Over regels rond robots

 

 

 

Deze blog gaat over robotisering als aansprekend voorbeeld van ontwikkelingen in de technologie, de toepassing ervan in de wereld om ons heen die vragen oproepen over kwesties die ons allemaal raken. Het antwoord op die vragen zou kunnen zijn dat er reden is om bestaande wettelijke regelingen aan te passen of nieuwe regels (wetgeving) te maken.

Afhankelijk van het type robot en de toepassing ervan, zijn er kleine en grote dingen die kunnen gebeuren. Die kunnen gevolgen hebben voor de gebruiker van de robot. Ook kan het een effect hebben op de omgeving waarin de robot actief is.

Gevolgen kunnen heel direct zijn, er gaat  iets stuk, bijvoorbeeld wanneer de robot grasmaaier behalve jouw grasmat onbedoeld ook het bloemperk van de buren afmaait. Of indirect, bijvoorbeeld door in een bedrijf (meer) robots in te zetten bij de productie, met gevolgen voor de werkgelegenheid.
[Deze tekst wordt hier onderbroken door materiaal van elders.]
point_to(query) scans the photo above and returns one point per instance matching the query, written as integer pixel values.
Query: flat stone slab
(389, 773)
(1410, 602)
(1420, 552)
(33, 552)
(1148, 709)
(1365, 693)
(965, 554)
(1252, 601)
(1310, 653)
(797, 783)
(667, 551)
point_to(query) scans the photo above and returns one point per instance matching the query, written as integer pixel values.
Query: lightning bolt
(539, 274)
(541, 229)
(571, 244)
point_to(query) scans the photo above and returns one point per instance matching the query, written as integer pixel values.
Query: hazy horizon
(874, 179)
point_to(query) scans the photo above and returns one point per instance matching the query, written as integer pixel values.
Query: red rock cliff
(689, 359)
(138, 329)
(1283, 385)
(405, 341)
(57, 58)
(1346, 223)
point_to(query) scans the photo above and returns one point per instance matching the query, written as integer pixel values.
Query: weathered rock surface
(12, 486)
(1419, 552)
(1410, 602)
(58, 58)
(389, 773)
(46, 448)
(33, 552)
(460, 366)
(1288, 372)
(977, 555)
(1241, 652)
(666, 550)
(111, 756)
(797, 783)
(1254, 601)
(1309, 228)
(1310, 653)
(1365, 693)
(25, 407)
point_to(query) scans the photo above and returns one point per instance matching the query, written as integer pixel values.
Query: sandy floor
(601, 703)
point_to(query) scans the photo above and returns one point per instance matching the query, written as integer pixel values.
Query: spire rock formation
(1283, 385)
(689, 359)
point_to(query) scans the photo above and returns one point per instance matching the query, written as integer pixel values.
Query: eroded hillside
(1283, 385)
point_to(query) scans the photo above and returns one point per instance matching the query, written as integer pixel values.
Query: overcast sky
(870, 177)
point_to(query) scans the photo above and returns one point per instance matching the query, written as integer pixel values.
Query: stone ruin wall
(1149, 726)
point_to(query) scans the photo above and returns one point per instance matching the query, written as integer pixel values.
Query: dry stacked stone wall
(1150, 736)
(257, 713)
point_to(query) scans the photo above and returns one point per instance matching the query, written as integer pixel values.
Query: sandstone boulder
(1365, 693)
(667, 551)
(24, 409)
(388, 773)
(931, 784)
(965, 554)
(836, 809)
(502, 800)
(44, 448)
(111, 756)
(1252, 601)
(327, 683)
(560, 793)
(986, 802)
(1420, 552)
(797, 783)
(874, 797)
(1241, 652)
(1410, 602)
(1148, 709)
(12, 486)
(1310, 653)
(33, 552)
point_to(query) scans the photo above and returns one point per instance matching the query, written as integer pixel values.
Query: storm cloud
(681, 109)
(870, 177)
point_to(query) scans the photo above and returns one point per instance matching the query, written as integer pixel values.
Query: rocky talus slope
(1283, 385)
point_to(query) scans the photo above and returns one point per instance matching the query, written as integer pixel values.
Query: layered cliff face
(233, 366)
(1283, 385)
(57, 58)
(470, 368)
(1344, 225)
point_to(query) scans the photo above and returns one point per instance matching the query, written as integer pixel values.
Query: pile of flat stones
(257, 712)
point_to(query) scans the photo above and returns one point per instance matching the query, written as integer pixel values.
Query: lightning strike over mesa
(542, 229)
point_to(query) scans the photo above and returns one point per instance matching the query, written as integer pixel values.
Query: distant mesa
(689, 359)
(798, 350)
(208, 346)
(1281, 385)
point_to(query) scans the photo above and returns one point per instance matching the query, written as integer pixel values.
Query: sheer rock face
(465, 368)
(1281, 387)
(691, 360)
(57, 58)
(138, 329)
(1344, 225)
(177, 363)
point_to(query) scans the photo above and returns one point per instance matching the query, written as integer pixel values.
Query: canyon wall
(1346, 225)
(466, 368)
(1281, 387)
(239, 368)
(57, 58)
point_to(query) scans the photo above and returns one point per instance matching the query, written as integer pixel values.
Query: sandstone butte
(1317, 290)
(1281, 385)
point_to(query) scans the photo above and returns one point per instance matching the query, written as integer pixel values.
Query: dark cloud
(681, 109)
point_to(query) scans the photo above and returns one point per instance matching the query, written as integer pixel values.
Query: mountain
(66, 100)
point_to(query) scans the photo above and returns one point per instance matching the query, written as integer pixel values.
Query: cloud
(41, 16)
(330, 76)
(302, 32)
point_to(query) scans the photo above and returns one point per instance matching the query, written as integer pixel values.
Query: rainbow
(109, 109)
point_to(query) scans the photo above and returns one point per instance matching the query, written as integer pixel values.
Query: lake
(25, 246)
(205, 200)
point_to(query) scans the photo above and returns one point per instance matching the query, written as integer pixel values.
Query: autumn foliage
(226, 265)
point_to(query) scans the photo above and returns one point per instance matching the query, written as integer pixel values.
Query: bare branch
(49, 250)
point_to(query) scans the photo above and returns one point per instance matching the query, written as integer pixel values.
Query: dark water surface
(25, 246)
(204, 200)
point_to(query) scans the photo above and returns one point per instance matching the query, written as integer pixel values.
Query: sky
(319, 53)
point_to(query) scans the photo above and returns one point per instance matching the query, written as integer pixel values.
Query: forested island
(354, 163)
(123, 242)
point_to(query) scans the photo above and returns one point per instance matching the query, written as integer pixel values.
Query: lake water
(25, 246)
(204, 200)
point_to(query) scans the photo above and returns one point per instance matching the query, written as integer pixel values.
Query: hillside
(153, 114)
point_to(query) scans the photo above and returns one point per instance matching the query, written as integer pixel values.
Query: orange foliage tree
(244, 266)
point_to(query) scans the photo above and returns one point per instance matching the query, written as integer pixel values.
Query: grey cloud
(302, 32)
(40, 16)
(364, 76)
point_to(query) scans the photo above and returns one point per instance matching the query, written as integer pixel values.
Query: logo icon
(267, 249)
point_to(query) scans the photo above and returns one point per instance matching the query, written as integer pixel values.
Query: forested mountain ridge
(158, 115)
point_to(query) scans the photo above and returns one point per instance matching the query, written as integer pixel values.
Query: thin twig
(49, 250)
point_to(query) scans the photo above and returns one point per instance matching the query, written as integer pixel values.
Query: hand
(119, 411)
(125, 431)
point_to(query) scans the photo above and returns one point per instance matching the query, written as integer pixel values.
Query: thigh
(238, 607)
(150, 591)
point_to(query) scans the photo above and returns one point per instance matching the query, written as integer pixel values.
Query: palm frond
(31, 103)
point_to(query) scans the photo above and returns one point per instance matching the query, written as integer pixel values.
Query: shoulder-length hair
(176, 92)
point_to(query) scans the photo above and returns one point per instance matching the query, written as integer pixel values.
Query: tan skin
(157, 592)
Bij de inzet van robots kan de persoonlijke levenssfeer worden geraakt, bijvoorbeeld omdat de robot gegevens verzamelt, opslaat en doorgeeft. Dat kan de gebruiker zelf betreffen, maar ook mensen in de omgeving die niet op de hoogte waren dat de robot aanwezig was en hen registreerde.

Het kan ook zijn dat een zelfsturende auto een ongeluk veroorzaakt (of niet voorkomt), waardoor inzittenden gewond raken of andere weggebruikers letsel oplopen.

De inzet van robots bij taken van politie, grensbewaking en het leger kan als gevolg hebben dat er maatregelen tegen personen worden genomen zonder tussenkomst van mensen of bijvoorbeeld dat door toedoen van een robot die zelfstandig actie onderneemt een persoon gewond raakt of overlijdt.

Het uitgangspunt is dat robots machines zijn en een volgende fase in de mechanisering en automatisering van allerlei handelingen en processen. Dat is al heel lang aan de gang. Tegelijk is er ook een ontwikkeling waarbij nieuwe mogelijkheden worden toegepast om het menselijk lichaam van technische ondersteuning te voorzien, bijvoorbeeld beweegbare protheses voor verloren ledematen. Het onderscheid tussen mens en machine lijkt daardoor te vervagen.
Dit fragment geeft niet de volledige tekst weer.